I have also become a homeschooling parent. If you had asked me before my son was born if I would homeschool, I probably would have said no. Then, at age 3, my son was diagnosed with Childhood Apraxia of Speech. We tried Montessori pre-K and realized the communication challenges caused too much anxiety for him. Why should a four-year-old have daily anxiety? Homeschooling was the answer.
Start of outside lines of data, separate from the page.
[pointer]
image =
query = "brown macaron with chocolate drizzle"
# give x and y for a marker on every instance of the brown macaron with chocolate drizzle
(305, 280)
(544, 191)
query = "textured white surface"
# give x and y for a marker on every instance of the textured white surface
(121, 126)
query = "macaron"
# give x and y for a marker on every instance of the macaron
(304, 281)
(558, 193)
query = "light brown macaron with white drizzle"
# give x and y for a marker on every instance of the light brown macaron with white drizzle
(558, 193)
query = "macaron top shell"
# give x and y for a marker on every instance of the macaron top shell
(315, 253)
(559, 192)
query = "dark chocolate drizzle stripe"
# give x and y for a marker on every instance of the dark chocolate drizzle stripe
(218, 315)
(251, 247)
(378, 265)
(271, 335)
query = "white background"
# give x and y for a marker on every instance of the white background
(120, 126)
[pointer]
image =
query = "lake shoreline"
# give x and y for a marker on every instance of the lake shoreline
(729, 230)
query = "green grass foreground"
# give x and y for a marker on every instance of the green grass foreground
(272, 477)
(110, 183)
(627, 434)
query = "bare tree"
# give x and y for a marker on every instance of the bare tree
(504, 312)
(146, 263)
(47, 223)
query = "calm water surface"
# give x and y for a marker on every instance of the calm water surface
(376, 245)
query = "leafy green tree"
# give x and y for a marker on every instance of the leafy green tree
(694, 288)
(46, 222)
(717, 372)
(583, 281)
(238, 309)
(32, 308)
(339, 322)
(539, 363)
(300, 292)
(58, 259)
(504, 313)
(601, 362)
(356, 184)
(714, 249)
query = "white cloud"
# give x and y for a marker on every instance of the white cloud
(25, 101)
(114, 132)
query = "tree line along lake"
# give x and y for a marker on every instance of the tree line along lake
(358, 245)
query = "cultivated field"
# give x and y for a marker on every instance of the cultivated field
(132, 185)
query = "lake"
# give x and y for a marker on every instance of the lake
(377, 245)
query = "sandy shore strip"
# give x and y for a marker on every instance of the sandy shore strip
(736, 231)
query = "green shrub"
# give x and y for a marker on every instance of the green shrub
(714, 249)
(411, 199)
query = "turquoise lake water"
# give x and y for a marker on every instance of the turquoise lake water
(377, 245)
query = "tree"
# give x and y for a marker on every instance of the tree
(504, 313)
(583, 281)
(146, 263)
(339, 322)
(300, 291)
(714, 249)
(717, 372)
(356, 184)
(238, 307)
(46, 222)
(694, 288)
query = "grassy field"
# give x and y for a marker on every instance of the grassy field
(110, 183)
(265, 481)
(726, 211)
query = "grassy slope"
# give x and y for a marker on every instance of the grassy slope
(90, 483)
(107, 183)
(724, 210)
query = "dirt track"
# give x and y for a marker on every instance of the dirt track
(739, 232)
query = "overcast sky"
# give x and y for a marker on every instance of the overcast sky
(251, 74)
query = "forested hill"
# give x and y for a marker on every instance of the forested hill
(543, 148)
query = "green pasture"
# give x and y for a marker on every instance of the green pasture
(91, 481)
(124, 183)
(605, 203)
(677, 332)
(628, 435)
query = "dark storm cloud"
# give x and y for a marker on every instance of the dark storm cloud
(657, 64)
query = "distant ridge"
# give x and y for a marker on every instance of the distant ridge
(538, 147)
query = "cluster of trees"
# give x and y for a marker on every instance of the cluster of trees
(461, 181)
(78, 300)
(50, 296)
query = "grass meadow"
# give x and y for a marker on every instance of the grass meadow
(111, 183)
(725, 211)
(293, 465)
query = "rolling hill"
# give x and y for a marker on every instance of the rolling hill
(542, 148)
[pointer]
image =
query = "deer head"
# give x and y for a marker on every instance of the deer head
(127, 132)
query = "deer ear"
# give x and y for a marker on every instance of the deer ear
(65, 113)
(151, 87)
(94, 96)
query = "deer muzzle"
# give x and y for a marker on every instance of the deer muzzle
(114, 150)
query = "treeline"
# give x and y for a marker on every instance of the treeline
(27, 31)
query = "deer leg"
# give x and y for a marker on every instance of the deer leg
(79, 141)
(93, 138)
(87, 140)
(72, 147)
To homeschool, I’ve pulled from a lot of previous job experiences and education and self-taught quite a few things. Luckily, I’m great at organizing and planning. While I have a 500-hour certification in yoga therapy, I wanted to focus more on techniques for kids, so I completed the Shambhala course “Sitting Still Like a Frog: Mindfulness for Kids“. I find mindfulness practices are amazing tools for today’s kids (and, well, all of us.) I originally started this website to share my homeschooling experience. While I started with blogs solely about mindfulness and homeschooling, this site has since expanded to include a lot more. My son and I are learning Taekwondo as a way to explore the mindfulness that martial arts can bring, and the health benefits (and struggles) it has presented to me.
What is Childhood Apraxia of Speech? The definition from ASHA.org: Childhood apraxia of speech (CAS) is a neurological childhood speech sound disorder in which the precision and consistency of movements underlying speech are impaired in the absence of neuromuscular deficits (e.g. abnormal reflexes, abnormal tone). CAS may occur as a result of known neurological impairment, in association with complex neurobehavioral disorders of known and unknown origin, or as an idiopathic neurogenic speech sound disorder. The core impairment in planning and/or programming spatiotemporal parameters of movement sequences results in errors in speech sound production and prosody. (ASHA, 2007a, Definitions of CAS section, para. 1).
What that means in real life is that we spend a lot of time in speech therapy, and for my son to learn to pronounce a sound or word, he will have to practice it hundreds if not thousands of times. In daily life, and this blog, you’ll see me refer to neurodiversity because I think there’s so much out there right now, not just CAS, that our kids are experiencing.